There aren’t very many people who remember the story of the South Bay Hospital District. The hospital district was formed to build and run a hospital for the residents, not the entire area. So voters bought land, paid for the hospital, and paid all the bills and workers from the 1950s until 1984. The hospital lost money all through the 1970s and had to be shut down in 1984 or go broke. Fortunately a private company rented the hospital, cleaned house and kept some of the services running as a private hospital until 1998. Beach Cities is just South Bay Hospital with a name change in 1994. Even though they no longer had the public hospital, the board of directors decided to keep the taxpayer money and land and do whatever they wanted. The health district no longer meets a single one of the requirements that voters approved when they approved the hospital. It doesn’t own or operate a public hospital and it’s become a commercial business that works outside the voters’ cities.
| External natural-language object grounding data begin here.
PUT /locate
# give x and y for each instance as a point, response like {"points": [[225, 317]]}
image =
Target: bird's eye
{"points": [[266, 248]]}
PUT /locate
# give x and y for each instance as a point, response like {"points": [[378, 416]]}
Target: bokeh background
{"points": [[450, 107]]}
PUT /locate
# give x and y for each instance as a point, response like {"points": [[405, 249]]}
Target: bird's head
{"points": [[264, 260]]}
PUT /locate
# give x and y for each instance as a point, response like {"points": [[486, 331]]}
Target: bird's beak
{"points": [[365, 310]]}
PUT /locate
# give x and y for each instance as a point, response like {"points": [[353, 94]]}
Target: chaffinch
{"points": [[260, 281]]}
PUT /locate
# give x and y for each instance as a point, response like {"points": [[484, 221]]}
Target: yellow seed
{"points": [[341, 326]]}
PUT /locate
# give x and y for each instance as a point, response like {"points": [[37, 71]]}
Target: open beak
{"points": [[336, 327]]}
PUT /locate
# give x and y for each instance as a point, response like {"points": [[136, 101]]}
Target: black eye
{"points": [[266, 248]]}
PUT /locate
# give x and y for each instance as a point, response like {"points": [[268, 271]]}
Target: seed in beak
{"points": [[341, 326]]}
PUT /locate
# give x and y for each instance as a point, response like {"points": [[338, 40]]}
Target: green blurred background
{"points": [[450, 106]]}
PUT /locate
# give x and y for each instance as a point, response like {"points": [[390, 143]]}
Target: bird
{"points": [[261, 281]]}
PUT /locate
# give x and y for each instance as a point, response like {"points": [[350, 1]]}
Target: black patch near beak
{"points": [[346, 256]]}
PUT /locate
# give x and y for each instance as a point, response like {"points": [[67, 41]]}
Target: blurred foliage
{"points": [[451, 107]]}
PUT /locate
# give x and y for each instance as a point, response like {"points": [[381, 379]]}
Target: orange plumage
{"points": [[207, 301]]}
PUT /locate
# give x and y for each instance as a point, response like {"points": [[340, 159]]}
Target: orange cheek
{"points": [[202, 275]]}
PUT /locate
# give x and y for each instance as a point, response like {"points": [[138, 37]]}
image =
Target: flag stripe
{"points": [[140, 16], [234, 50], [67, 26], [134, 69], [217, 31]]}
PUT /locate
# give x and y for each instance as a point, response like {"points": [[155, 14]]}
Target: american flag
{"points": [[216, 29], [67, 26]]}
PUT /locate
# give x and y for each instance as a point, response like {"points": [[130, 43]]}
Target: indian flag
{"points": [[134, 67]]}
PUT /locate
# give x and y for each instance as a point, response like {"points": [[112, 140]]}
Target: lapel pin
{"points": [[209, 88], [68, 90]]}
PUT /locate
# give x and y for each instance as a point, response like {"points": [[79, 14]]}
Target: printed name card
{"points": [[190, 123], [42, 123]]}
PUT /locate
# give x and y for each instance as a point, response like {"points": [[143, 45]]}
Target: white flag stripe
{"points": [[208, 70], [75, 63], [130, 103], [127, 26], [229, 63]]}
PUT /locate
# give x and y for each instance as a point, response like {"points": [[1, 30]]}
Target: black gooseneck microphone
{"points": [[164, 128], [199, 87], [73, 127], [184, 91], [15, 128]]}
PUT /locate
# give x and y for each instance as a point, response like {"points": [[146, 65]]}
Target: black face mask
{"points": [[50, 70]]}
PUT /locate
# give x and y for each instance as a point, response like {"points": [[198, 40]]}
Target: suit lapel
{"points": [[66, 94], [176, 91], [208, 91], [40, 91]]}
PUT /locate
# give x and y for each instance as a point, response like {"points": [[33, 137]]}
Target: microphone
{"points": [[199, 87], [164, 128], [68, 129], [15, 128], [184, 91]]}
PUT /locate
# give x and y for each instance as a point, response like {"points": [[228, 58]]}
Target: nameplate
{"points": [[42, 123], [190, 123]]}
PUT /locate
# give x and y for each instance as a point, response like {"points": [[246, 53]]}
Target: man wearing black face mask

I understand that the district wants to get bigger and bigger, since that’s what government agencies do. What I will never understand is why the district continued to exist when so many of us protested in the 1990s to either keep the hospital running or shut it down. They seem to have created some sort of private company that no longer works for the residents.
R A Loeffler
I cannot tell you how much I will miss The Spot (“Vegetarian restaurant in Hermosa closes after four decades,” ER March 2, 2023). The food and service has always been amazing. I have too many fond memories from The Spot to mention. I wish Tonya and her family as much joy in their lives as the restaurant brought to its patrons and then some.